Determined to destroy the earth, Jove swears by the river Styx which runs through Hades. This oath binds all the gods, for in Hesiod’s Theogony 775 the punishment for breaking such an oath is severe: lying in a coma for a year, then nine more years of banishment from the company of the other deities. Later in the Metamorphoses Jove swears by Styx to Semele, and Phoebus swears to Phaethon; both learn to regret their rash promises.
The reaction of the other gods to Jove’s punishment of Lycaon resembles a senate of yes-men. At first it sounds as if the gods feel pity for humanity, but soon their selfish motives are revealed: without men they will lose their sacrifices. Jupiter claims that he wants to make the world safe for lesser divinities, nymphs, fauns, satyrs, but as we will soon see in the stories to follow, the biggest threat to pretty young nymphs are the amorous gods themselves.

Gustave Dore (1866)
The idea that the world will end by fire was a popular view among Stoics and is also found in 2 Peter 3:10. Note that if the fates so decree, even Jupiter cannot change it; Jupiter makes the same statement concerning the death of Caesar (Book 15). Fate is not so immutable in Homer; in Iliad 16.431 Zeus considers overturning Sarpedon’s fated death.
Many ancient cultures around the world have left records of a flood story, probably the earliest being the Gilgamesh Epic of ancient Babylonia (here for a comprehensive listing of flood stories). Note the imaginative language in the flood account: dolphins swimming in the forests, anchors plowing the fields. Pictures of predator and prey living peacefully together often indicate an idyllic world (Isaiah 11:6, Virgil’s 4th Eclogue), but here both wolf and lamb are swimming for their lives, united in the same terrible fate.
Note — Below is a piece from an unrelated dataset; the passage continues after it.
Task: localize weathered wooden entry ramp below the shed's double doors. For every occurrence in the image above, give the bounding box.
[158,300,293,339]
The cryptic oracle given to Deucalion and Pyrrha concerning their “mother’s bones” is typical of most oracles which came in the form of riddles. Humanity’s “stony” origin explains human endurance. Notice Ovid’s playfully mocking tone: “Who would believe it?” Unlike some ancient mythologists, Ovid never takes his stories too seriously. Deucalion is the son of Prometheus, who according to some sources created man from earth (Apollodorus 1.7). Pyrrha is the daughter of Epimetheus (Prometheus and Atlas’ brother) and Pandora who released all the evils into the world. Milton compares Adam and Eve to this couple (Paradise Lost 11.12).
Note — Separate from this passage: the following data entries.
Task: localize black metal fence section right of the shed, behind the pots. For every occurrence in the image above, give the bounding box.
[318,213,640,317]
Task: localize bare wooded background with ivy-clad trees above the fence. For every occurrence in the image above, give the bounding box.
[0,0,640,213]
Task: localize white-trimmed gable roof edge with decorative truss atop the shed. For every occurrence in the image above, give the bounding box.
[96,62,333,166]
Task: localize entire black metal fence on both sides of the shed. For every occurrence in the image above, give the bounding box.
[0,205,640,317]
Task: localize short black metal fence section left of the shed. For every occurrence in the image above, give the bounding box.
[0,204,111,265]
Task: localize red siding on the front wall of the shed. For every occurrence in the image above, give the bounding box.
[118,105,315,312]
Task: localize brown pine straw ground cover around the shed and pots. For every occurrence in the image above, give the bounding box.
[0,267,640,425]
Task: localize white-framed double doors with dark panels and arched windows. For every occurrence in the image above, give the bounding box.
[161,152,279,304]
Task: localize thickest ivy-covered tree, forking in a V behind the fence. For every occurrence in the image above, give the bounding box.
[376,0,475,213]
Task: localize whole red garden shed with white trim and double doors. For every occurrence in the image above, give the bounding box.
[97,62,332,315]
Deucalion’s home, Mt. Parnassus, overlooks the sight which later became Delphi, the center for oracular prophecy in the ancient world. Ovid briefly provides the origin of the Pythian games at Delphi, in honor of Apollo killing the giant serpent/dragon. The games, second only to the Olympic contests, were celebrated every four years from 586 BC to 394 AD. Notice how we “slide” easily from an account of creatures born after the flood to the Pythian legend to Apollo chasing after Daphne. Ovid enjoys these unpredictable transitions.